WASHINGTON (Reuters) - President Barack Obama heralded a nuclear agreement with Iran on Tuesday as an opportunity to shift direction in the Middle East, and warned he would veto any attempt by deeply skeptical Republican lawmakers to overturn the deal.
Obama, relishing a foreign policy win that fulfilled a campaign promise dating back to 2008, said the pact cut off every pathway for Iran to get an atomic bomb.
“After two years of negotiations, the United States, together with our international partners, has achieved something that decades of animosity has not: a comprehensive, long-term deal with Iran that will prevent it from obtaining a nuclear weapon,” he said during an early morning address.
“I believe it would be irresponsible to walk away,” Obama said.
Under the deal, formally announced in Vienna where the talks were held, sanctions imposed by the United States, European Union and United Nations will be lifted in exchange for Iran agreeing to long-term curbs on a nuclear program that the West and Israel have suspected was aimed at creating a nuclear bomb.
Obama said the agreement was based on verification, not trust, but it ran into a storm of criticism from Republican lawmakers and presidential candidates who said it gave too much away to Tehran.
“Instead of making the world less dangerous, this ‘deal’ will only embolden Iran,” said House Speaker John Boehner.
U.S. Senate Majority Leader Mitch McConnell, also a Republican, said the deal appeared to retain “flawed” elements of its temporary predecessor, and Republican Senator Bob Corker, chairman of the Senate’s Foreign Relations Committee, vowed a rigorous review.
U.S. lawmakers have the right to study the pact and could sink it with a disapproval resolution that would eliminate Obama’s ability to waive sanctions passed by Congress.
But Obama had a clear message for Republican lawmakers considering that option. “I will veto any legislation that prevents the successful implementation of this deal,” he said.

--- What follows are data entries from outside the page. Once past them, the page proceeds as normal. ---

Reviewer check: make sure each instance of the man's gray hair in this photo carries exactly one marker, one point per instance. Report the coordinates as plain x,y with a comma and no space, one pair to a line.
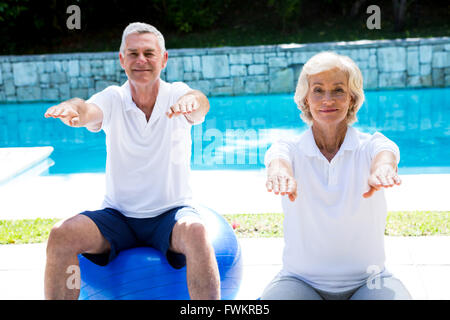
140,27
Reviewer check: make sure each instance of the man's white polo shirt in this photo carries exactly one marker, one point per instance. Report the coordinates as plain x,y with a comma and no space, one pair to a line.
147,163
334,238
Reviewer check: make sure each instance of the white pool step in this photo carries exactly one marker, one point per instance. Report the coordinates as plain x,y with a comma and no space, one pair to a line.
16,161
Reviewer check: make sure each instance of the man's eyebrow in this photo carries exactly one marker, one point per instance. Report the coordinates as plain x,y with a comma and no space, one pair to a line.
146,50
320,83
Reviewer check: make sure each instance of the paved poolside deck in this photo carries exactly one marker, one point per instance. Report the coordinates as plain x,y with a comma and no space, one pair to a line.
422,263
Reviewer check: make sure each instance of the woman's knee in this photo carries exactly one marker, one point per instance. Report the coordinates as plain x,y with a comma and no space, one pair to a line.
289,288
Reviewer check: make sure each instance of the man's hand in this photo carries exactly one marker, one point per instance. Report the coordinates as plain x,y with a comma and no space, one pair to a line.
280,179
383,175
194,105
186,105
77,113
66,112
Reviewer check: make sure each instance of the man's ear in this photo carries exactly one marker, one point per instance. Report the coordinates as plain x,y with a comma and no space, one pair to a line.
165,58
121,60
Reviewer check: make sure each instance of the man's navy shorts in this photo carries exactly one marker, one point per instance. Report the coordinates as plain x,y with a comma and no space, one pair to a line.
124,232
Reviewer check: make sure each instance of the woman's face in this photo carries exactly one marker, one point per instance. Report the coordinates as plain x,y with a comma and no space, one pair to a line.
329,96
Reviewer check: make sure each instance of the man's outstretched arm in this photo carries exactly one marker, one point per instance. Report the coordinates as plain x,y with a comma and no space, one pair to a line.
77,113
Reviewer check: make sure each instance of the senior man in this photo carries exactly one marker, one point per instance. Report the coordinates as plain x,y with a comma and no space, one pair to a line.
147,122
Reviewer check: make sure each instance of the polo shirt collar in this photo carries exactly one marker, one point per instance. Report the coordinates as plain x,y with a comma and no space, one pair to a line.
309,147
130,105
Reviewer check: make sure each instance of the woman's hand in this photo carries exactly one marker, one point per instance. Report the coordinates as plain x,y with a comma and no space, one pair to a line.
280,179
383,173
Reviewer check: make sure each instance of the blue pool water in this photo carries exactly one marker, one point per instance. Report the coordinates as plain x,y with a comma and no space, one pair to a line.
238,130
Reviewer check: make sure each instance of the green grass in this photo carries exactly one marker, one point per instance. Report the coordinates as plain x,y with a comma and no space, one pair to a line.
25,231
237,34
264,225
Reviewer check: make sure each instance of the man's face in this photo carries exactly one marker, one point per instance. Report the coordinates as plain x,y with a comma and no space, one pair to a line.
142,59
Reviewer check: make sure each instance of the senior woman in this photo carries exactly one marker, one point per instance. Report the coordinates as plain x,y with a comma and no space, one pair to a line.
331,178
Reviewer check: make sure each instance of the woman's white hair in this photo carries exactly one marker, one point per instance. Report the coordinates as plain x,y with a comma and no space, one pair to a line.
140,27
325,61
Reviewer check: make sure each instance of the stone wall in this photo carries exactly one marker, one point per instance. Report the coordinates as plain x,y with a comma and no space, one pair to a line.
404,63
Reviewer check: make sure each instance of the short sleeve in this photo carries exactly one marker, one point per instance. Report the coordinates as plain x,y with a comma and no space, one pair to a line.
379,142
103,100
282,149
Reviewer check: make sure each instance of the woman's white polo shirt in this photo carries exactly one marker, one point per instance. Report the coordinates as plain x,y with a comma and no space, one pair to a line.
147,163
334,238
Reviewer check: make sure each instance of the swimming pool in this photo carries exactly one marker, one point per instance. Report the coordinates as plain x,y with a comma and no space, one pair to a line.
238,131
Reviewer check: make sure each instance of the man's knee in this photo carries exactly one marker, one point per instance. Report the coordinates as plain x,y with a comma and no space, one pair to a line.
190,235
71,236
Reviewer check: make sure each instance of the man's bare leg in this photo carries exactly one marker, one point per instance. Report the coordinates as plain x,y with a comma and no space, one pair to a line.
189,237
67,239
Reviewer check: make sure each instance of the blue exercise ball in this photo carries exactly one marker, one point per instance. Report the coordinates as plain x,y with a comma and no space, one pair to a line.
143,273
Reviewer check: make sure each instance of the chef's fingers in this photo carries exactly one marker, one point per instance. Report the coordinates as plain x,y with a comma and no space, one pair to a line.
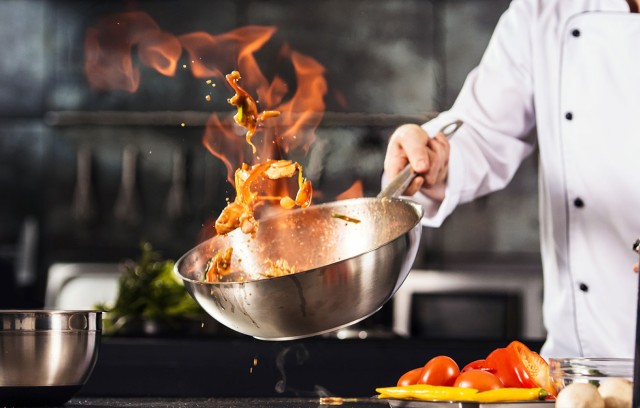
414,186
408,144
438,149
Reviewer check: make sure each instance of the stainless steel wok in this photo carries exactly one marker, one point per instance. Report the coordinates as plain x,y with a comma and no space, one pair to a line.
348,270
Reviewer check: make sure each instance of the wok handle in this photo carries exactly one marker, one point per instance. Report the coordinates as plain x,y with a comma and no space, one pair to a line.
636,362
400,183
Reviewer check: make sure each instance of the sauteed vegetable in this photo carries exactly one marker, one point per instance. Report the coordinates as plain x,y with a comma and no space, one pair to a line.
247,116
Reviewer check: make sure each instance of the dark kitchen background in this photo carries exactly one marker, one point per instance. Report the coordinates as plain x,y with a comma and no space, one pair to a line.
88,174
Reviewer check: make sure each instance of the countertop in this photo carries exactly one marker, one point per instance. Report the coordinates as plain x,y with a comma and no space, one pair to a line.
249,368
222,403
367,402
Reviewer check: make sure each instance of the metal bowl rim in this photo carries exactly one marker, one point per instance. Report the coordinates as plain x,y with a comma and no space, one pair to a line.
415,205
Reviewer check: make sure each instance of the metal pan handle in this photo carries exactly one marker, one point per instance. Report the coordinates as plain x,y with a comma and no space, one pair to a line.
397,186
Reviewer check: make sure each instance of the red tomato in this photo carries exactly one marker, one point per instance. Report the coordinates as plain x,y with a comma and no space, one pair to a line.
440,370
476,365
535,367
518,366
479,379
410,377
505,367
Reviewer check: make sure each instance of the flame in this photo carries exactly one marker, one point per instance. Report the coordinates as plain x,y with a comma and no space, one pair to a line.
215,55
109,47
110,65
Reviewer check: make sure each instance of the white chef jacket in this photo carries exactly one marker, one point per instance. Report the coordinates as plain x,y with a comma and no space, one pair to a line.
571,68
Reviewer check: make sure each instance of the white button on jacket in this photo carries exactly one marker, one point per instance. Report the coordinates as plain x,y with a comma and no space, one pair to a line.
571,69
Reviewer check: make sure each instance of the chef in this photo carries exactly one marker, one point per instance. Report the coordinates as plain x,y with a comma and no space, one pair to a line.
570,69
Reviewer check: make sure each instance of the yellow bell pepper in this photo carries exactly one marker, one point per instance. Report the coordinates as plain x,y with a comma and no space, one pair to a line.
427,392
511,394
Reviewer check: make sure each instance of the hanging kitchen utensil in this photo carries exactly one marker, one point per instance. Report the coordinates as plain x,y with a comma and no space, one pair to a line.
83,209
177,199
352,255
636,364
126,207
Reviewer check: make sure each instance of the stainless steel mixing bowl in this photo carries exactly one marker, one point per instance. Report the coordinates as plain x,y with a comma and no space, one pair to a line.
46,356
348,270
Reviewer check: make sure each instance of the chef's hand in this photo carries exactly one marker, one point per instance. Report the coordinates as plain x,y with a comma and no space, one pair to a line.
429,158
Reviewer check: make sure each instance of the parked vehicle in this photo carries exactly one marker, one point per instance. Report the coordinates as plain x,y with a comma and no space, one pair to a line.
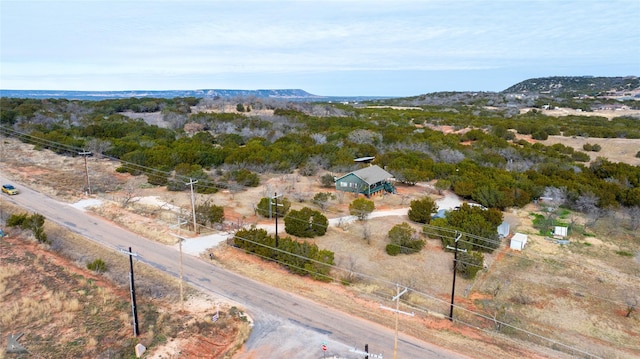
9,189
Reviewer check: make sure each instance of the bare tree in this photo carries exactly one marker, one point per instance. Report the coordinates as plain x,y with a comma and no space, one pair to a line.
632,303
129,195
366,232
633,213
98,146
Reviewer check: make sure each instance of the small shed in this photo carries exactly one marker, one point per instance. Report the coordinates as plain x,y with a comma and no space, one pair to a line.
368,181
504,229
560,231
518,241
442,213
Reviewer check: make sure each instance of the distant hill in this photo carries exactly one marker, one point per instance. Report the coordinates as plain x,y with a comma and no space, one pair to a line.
278,94
578,85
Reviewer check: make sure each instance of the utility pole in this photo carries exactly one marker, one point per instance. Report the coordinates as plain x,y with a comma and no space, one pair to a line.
275,204
180,239
193,204
397,311
455,263
133,290
86,169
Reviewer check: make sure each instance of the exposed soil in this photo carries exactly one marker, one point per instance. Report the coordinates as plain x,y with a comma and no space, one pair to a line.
75,312
573,294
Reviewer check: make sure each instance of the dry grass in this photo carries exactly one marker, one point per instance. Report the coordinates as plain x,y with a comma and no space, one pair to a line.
570,294
73,312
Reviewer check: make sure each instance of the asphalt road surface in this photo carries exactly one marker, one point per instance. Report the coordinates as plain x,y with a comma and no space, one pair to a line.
285,325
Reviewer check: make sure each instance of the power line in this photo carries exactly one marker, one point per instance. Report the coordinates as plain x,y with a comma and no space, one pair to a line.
333,266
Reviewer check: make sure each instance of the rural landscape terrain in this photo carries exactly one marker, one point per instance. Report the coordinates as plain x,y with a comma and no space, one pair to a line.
538,158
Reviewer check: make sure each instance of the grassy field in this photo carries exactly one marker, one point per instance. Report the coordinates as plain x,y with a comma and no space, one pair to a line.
65,310
548,300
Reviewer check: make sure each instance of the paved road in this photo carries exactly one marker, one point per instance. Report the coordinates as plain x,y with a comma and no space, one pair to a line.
286,325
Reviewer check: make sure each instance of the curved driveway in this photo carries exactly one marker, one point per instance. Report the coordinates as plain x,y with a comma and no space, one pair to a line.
285,325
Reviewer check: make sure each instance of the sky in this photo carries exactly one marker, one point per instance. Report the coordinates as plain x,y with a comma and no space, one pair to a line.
330,48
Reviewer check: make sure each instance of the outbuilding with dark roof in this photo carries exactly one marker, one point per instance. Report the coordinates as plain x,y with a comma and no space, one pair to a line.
368,181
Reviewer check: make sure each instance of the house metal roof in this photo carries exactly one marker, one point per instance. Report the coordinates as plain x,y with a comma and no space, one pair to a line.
371,174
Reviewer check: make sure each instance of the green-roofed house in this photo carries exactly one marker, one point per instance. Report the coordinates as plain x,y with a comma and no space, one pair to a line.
368,181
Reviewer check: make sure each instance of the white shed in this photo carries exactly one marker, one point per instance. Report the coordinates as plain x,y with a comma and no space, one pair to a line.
518,241
560,231
504,229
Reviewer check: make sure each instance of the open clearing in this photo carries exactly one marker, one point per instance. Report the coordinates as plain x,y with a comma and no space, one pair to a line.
574,295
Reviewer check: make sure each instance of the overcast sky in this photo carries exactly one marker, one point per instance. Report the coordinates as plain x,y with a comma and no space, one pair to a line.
334,48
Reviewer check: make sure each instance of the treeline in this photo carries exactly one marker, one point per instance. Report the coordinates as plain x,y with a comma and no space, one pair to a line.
486,164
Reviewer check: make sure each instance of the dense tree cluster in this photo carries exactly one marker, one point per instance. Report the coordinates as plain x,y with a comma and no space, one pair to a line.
485,163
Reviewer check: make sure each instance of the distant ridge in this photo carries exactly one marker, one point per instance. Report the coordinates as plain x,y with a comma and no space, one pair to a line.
276,94
104,95
577,85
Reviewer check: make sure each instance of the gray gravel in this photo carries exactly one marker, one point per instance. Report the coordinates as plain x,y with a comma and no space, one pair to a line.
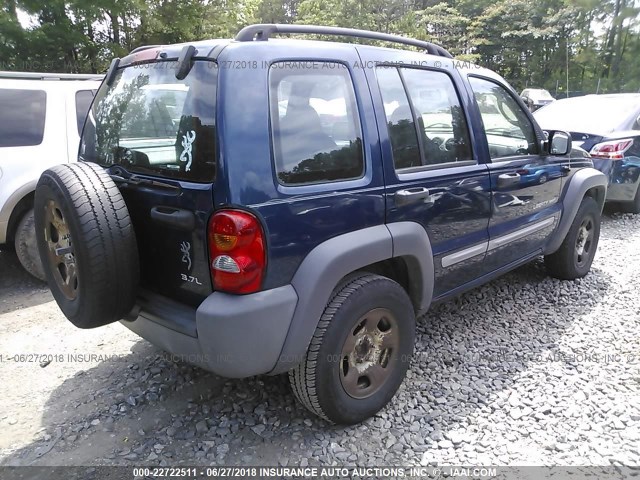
525,370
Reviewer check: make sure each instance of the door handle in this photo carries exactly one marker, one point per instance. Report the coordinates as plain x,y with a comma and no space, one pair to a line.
508,180
174,218
412,195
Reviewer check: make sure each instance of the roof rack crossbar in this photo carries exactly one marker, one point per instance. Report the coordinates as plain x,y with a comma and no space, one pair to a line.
266,30
143,47
50,76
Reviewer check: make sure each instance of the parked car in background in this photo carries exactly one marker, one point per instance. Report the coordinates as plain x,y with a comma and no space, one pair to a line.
535,98
41,117
608,127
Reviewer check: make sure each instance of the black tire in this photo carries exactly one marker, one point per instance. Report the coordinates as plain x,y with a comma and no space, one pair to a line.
87,244
634,206
318,381
27,246
567,263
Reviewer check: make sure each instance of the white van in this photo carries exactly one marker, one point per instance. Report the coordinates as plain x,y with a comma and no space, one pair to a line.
41,118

Hillary Clinton, Obama’s former secretary of state and the 2016 Democratic presidential frontrunner, called the deal an “important step,” but said enforcement would be crucial.
Obama had promised as a presidential candidate to reach out to U.S. foes if he won the White House, drawing criticism from opponents including Clinton, who at the time was his rival for the 2008 Democratic presidential nomination.
Obama said Washington would maintain sanctions on Tehran over its support for terrorism, its ballistic missile program and its human rights violations.
He also sought to reassure Israeli Prime Minister Benjamin Netanyahu, a strident critic of the agreement, in a call on Tuesday. Obama is sending U.S. Defense Secretary Ash Carter to Israel next week in a show of solidarity.
“They have clear differences about this deal, there’s no question about that,” an administration official said of Obama and Netanyahu, whose testy relationship was further strained earlier this year when the Israeli leader addressed Congress about Iran.
There are also clear differences remaining with Iran.
A U.S. official said Secretary of State John Kerry urged his counterpart, Iranian Foreign Minister Mohammad Javad Zarif, on Tuesday to release American citizens being held in Iran.
But Obama said the deal was a chance for change in the region.
“Our differences are real and the difficult history between our nations cannot be ignored. But it is possible to change,” he said. “This deal offers an opportunity to move in a new direction. We should seize it.”